Like when you’re a kid and you watch TV, everyone’s name on an American show is like Mike Johnson and … Rick Jackson or whatever, … like very straightforward names. But when you [actually] come [to America], people have all kinds of weird Slavic and Eastern European last names and it’s like nobody really has that [stereotypical] American name. [That’s]  just a thing that stuck out to me and it has changed the way that I name characters in my stuff. And I don’t think that anybody would notice that if they grew up in America their whole life. It just has made me think bigger, which actually was a real crutch for me as a writer for a long time, because I was much more interested in world-building than in characters. … Now I’m definitely more interested in characters. I still love the world-building stuff, but I’m hyper aware that everything (at least everything that sells) needs to be character driven … So, I always try to invent an interesting world for something. … This is also where my journalism background comes in a little bit. I try to notice and incorporate all of the little details that make something feel real.  

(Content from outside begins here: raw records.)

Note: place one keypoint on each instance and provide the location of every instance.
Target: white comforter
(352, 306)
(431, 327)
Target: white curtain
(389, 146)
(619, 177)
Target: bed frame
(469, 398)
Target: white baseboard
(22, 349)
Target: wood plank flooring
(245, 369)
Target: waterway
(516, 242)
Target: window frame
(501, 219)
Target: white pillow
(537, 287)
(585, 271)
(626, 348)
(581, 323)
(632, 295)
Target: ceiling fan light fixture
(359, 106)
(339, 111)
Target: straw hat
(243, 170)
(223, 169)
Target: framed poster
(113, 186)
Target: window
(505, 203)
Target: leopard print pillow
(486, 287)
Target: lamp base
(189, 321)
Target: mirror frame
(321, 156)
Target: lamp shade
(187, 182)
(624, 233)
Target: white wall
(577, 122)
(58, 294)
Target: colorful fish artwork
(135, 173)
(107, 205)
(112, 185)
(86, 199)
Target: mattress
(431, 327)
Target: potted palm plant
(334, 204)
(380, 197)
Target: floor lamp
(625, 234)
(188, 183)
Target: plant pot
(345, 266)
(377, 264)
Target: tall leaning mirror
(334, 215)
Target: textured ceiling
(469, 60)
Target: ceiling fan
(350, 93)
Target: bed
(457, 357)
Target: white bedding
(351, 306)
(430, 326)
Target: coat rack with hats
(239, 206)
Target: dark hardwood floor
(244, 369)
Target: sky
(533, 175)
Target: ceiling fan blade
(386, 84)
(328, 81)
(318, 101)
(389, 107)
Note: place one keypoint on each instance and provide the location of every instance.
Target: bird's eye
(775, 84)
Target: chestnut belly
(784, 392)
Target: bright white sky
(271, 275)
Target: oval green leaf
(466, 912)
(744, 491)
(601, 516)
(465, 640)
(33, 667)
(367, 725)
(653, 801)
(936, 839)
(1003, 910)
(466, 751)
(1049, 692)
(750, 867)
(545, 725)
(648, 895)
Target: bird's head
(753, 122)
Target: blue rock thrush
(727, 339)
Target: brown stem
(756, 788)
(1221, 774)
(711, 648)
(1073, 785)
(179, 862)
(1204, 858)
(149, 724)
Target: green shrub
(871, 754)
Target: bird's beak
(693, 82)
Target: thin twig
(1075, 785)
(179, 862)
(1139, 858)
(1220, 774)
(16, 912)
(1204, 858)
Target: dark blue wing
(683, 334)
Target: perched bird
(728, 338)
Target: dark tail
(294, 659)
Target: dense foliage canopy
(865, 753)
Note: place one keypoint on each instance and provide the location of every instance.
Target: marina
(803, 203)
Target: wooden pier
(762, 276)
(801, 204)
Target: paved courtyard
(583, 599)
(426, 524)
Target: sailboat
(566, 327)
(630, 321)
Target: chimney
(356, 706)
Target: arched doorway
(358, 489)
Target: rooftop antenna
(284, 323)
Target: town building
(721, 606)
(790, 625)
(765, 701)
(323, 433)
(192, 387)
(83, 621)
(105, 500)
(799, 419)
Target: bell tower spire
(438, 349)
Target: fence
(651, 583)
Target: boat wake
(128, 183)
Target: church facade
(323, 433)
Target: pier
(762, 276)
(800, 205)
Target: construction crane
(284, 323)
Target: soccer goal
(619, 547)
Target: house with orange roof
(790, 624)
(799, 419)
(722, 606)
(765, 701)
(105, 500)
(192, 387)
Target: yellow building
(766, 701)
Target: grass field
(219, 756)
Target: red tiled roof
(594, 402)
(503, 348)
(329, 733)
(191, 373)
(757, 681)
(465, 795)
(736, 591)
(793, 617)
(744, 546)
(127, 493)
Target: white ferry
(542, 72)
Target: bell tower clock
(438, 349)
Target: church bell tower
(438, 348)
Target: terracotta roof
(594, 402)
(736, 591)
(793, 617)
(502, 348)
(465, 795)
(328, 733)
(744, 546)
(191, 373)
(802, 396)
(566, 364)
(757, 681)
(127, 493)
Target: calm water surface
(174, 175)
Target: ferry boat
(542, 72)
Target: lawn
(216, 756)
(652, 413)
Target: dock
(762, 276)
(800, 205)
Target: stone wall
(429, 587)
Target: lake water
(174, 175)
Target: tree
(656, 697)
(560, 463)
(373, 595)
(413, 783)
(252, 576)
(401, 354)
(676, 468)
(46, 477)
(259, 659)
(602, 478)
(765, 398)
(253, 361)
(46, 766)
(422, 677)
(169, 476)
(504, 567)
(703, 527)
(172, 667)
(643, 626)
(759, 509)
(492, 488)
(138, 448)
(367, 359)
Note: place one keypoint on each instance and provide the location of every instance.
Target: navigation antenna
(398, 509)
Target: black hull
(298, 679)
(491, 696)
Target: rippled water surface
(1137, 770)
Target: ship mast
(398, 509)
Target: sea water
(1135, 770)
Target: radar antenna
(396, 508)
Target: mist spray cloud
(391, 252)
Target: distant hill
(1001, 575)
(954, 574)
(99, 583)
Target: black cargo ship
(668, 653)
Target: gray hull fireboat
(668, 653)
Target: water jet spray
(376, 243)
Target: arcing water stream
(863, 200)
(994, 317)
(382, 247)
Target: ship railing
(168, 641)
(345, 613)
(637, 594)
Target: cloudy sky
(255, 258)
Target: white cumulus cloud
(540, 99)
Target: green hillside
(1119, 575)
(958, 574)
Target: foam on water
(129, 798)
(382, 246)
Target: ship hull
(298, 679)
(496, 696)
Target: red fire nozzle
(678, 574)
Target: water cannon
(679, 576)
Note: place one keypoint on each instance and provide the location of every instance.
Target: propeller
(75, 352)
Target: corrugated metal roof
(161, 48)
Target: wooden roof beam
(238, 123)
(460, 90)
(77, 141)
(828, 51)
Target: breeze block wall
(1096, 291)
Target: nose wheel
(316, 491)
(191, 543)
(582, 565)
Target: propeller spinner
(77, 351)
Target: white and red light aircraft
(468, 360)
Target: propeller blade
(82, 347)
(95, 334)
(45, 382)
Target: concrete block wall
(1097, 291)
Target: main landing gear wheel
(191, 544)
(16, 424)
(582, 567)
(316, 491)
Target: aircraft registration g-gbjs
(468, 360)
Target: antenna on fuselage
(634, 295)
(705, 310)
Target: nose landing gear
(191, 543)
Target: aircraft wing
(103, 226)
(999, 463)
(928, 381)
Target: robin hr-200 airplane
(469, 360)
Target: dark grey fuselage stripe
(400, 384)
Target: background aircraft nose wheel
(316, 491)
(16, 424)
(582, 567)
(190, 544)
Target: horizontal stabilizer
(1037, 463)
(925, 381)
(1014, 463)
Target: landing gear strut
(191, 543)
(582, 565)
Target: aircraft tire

Aaron Sorkin said this thing in his MasterClass where he was talking about jargon, how jargon really makes something feel authentic and real. It really puts you in there and that’s a small detail of how people talk. I just rewatched “Heat” recently and it’s almost incomprehensible … because of the jargon they’re using. But it makes it feel real. It feels like those details are there and that’s a real interest of mine when it comes to screenwriting.

Shahjehan: Who are some current Muslim or Muslim-adjacent creatives that inspire you?

Abdullah: Mohsin Hamid for sure. I thought “Moth Smoke” was interesting. I really liked “How to Get Filthy Rich in Rising Asia” because … I was really blown away by how real it felt and how familiar it felt, … like this side of Pakistan that I had never really seen as a kid visiting my grandparents or whatever.

I’m really stoked that someone like Riz [Ahmed] exists and is out there … [and]  I’m really stoked that someone like Kumail [Nanjiani] exists and is out there because it’s like they are very unique Pakistani guys. They don’t fit the stereotypes that a lot of people put us in, you know what I mean? Based on our depiction over the last couple of decades. And yet they’re huge fucking stars. And I think that people like that paved the way for people like you and me in a lot of ways, because we’re slightly more outsiders. 

I [recently] met up with Himanshu Suri and that’s a person who I think has just been a really important South Asian American pop culture figure. It’s his artistry, his look. I think it’s so interesting that he’s kind of pan-South-Asian in that he makes as many Muslim references as he does Hindu or Sikh references or whatever. And he … represents the lack of barriers between South Asian Americans. … And I think that right now is a shitty time for inter-South-Asian-American relations because of what’s happening in India. … I think that someone like Himanshu is important for all of us to look to. … He represents the destruction of that wall … between our cultures, because 

… we don’t live there anymore. We live here. And he’s a really special guy for that reason. 

And, he did a version of the “Deli Boys” theme song. He rapped over it and I have it. And he did it real quick. I think he did it without ever reading the script. 

Shahjehan: I wouldn’t be surprised. You’ll have to show that to me in secret.

Abdullah: I’ll send that to you in secret for sure. … I wanna start the mythology of that song right here, right now.